Arnold & Porter’s Keri Arnold, representing Philip Morris, added that, regardless of the cancer’s origin, Gloger knew the dangers of cigarettes, yet chose to continue smoking. Arnold noted that Gloger had been smoking for years by the time she began smoking Philip Morris brand cigarettes. “She was an adult, she was married, she had a family, she was a medical professional. She had all the maturity and information she needed to make her own decisions about her own smoking and her own health,” Arnold said.

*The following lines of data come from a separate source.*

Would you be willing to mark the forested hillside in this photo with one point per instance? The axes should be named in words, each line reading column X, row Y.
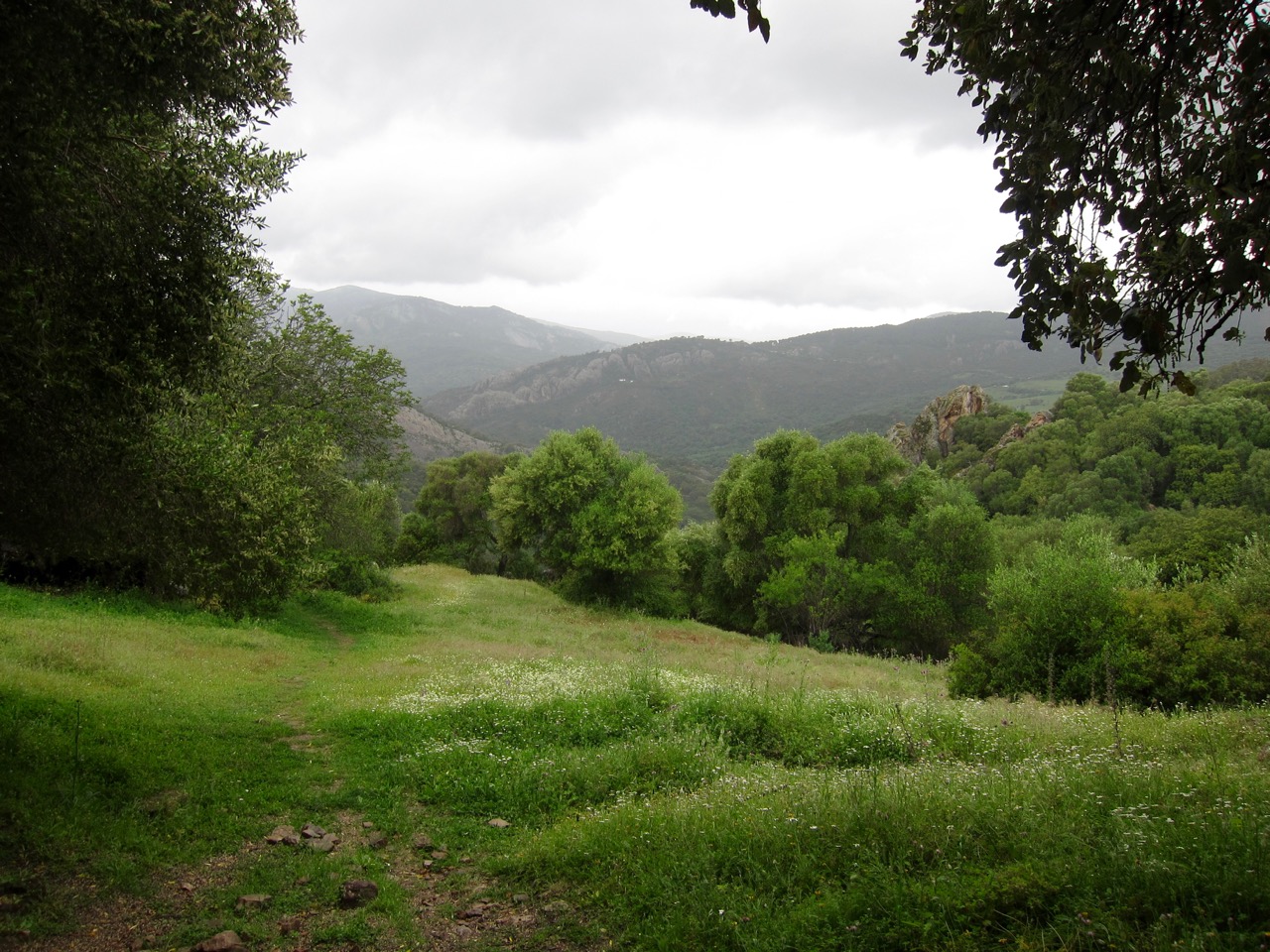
column 691, row 404
column 444, row 345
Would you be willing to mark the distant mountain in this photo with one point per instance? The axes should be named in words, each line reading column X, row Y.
column 444, row 345
column 429, row 438
column 691, row 403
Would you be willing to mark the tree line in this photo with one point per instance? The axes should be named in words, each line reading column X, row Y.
column 1029, row 561
column 169, row 419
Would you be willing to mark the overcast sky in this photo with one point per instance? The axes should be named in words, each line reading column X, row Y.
column 636, row 167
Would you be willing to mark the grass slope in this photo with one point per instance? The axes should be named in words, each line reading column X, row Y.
column 667, row 785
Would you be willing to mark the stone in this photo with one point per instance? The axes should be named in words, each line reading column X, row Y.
column 285, row 835
column 557, row 907
column 221, row 942
column 357, row 892
column 325, row 843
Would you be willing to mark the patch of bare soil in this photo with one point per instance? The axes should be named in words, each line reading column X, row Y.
column 456, row 909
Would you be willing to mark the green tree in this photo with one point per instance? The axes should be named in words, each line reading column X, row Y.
column 280, row 476
column 784, row 507
column 1133, row 145
column 131, row 180
column 451, row 518
column 1057, row 620
column 593, row 517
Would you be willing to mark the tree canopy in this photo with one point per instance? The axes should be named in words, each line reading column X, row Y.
column 594, row 517
column 167, row 421
column 1133, row 145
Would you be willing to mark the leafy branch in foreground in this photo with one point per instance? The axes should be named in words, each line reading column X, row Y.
column 1133, row 145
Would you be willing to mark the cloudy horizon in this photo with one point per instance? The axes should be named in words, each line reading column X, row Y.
column 638, row 168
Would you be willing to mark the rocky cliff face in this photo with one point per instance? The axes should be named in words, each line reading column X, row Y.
column 429, row 438
column 934, row 426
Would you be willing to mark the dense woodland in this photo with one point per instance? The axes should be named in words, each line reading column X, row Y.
column 1112, row 548
column 172, row 421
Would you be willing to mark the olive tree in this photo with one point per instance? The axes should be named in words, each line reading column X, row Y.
column 597, row 520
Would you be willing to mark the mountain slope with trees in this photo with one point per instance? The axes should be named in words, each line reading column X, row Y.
column 691, row 403
column 444, row 345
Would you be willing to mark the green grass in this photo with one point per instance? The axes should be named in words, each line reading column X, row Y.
column 668, row 785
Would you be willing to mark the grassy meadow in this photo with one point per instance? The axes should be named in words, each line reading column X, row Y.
column 658, row 785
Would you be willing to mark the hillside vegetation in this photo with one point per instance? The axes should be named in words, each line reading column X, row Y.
column 659, row 784
column 690, row 404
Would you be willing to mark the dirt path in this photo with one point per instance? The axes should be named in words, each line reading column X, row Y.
column 452, row 902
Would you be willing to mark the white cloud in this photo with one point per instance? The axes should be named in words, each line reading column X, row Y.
column 636, row 167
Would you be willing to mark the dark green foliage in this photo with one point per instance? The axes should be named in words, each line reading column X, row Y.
column 130, row 182
column 728, row 8
column 1196, row 540
column 1134, row 127
column 167, row 422
column 451, row 520
column 1057, row 620
column 834, row 544
column 1120, row 456
column 594, row 518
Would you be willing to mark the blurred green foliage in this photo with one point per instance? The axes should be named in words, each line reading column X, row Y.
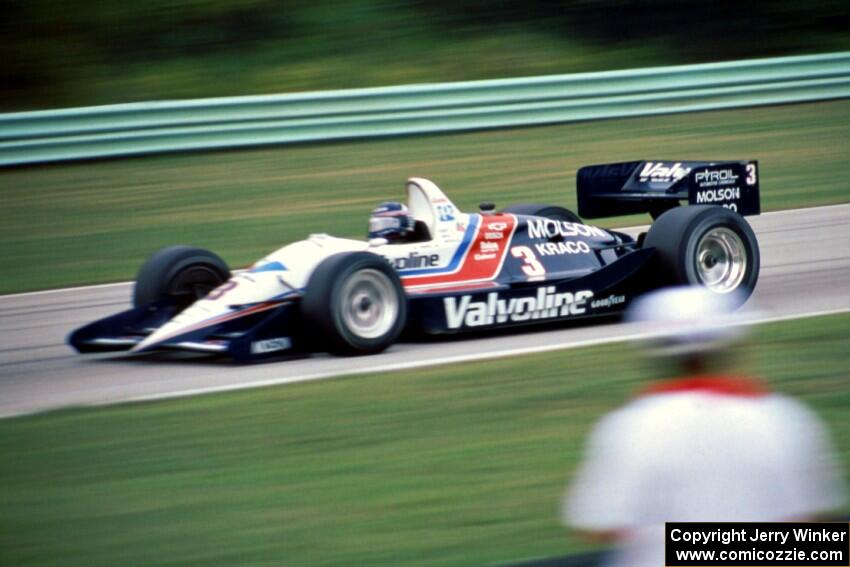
column 79, row 52
column 78, row 223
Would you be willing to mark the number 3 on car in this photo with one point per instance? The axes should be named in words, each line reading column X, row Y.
column 532, row 267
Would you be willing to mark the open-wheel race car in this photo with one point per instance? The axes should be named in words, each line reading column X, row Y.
column 430, row 268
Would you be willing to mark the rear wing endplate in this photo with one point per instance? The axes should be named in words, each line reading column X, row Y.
column 629, row 188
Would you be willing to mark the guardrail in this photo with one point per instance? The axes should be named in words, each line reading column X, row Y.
column 172, row 126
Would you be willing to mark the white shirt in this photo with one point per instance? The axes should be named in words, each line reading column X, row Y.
column 700, row 451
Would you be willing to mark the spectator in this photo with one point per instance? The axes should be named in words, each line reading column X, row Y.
column 707, row 445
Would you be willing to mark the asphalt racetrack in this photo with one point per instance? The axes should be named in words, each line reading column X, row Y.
column 805, row 270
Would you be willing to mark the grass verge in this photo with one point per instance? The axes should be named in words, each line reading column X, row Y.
column 455, row 465
column 94, row 222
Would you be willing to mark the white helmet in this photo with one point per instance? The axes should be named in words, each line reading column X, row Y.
column 688, row 320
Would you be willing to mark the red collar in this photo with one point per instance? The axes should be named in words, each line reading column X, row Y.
column 718, row 385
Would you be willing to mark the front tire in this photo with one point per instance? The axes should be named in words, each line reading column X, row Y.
column 706, row 245
column 179, row 273
column 355, row 303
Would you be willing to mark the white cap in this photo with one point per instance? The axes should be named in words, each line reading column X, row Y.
column 685, row 320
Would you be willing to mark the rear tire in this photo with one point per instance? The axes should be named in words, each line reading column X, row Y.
column 553, row 212
column 355, row 304
column 180, row 273
column 706, row 245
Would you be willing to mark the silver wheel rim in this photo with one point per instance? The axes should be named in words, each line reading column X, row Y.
column 721, row 260
column 369, row 304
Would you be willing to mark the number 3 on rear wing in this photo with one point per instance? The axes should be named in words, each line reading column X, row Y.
column 654, row 186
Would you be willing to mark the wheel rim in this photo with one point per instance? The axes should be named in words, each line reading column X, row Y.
column 721, row 260
column 369, row 304
column 195, row 282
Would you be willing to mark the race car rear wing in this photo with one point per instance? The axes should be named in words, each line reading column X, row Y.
column 629, row 188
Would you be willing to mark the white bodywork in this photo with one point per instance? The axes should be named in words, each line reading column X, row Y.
column 285, row 272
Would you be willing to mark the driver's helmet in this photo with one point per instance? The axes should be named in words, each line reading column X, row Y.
column 392, row 221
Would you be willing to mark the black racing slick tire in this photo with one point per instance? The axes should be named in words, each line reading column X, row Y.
column 553, row 212
column 354, row 304
column 706, row 245
column 180, row 273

But the Gloger family’s attorney, The Ratzan Law Group’s Stuart Ratzan, argued Gloger was heavily addicted to cigarettes and unable to stop in time to avoid her cancer. Ratzan walked jurors through Gloger’s smoking history, which included numerous failed quit attempts. “There’s no reason — no reason at all — for a person to coat their lungs every 30 or 40 minutes, a pack-and-a-half a day for 30 years, if it’s not for nicotine,” Ratzan said. “It’s the only reason.”
And Ratzan argued medical records and pathology reports showed Gloger’s treating physicians concluded she had lung cancer. He noted one pathology report, on fluid taken from around Gloger’s lungs, found she had non-small cell carcinoma. “It means lung cancer,” Ratzan said. “And I defy anybody to determine otherwise.”